Tutu sabia que não era verdade. Tentou argumentar, mas foi ignorado pelo ex-patrão que o empurrou com a mão no peito e, cheio de mesuras, levou para a mesa dois caminhoneiros recém chegados.
O haitiano não discutiu, não reclamou, nenhuma reação. Saiu do restaurante e limpou os pés no carpete da entrada, ciscando para dentro da casa, coisa que normalmente se faz ao entrar, não ao sair. Ao mesmo tempo que ciscava, retirava um pozinho marrom do bolso da calça e o jogava no tapete, atirando-o depois para o lado de dentro com os pés.

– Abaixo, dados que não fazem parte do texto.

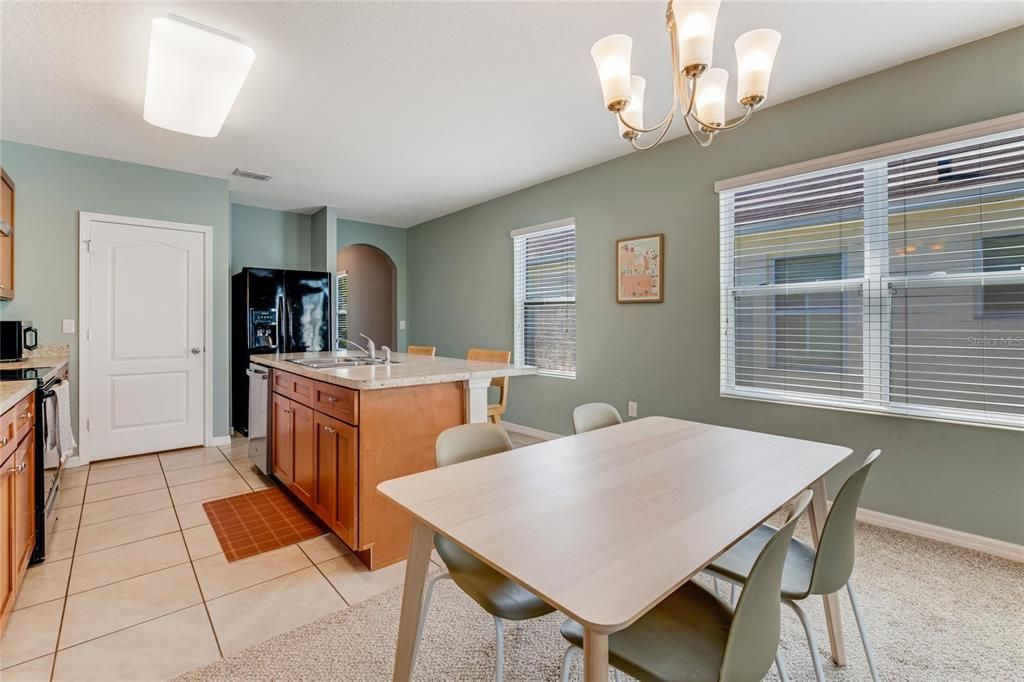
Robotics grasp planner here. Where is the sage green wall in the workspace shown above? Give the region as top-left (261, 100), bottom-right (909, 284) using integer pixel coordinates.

Da rua, quem passava pela porta de sua casa o ouvia cantando uma música esquisita em língua desconhecida.
No dia seguinte houve um acidente com a cozinheira do Mata Azul, queimadura grave. No segundo dia um cliente contraiu uma infecção intestinal após almoçar e morreu mesmo após tomar um chá feito por Tutu. No terceiro dia o novo ajudante de Radovânio tropeçou nas próprias pernas derrubando toda a refeição no peito de um matador que estava de passagem para fazer um servicinho numa cidade próxima. O pobre rapaz foi assassinado com um tiro na testa. No dia seguinte, uma pernamanca do teto arrebentou e parte do telhado despencou sobre uma das mesas, ocupada por uma família que se dirigia para uma pescaria, nenhuma vítima fatal, mas um tremendo prejuízo para o dono que teve que pagar as despesas médicas da família machucada. No quinto dia o restaurante não abriu, não havia dado tempo para se consertar o telhado. No sexto dia, novo incêndio. O fogão a lenha rachou e as brasas se espalharam pelo chão de madeira já seca depois de anos de uso. Não deu tempo sequer para que os baldes de água que todos os vizinhos traziam afobados fossem jogados nas chamas. O fogo espalhou-se como se num palito de fósforos.
De sua varanda, sentado na cadeira de balanço, Toussaint olhava a cena de desespero com um sorriso leve nos lábios ocupados com um cachimbo fumegante.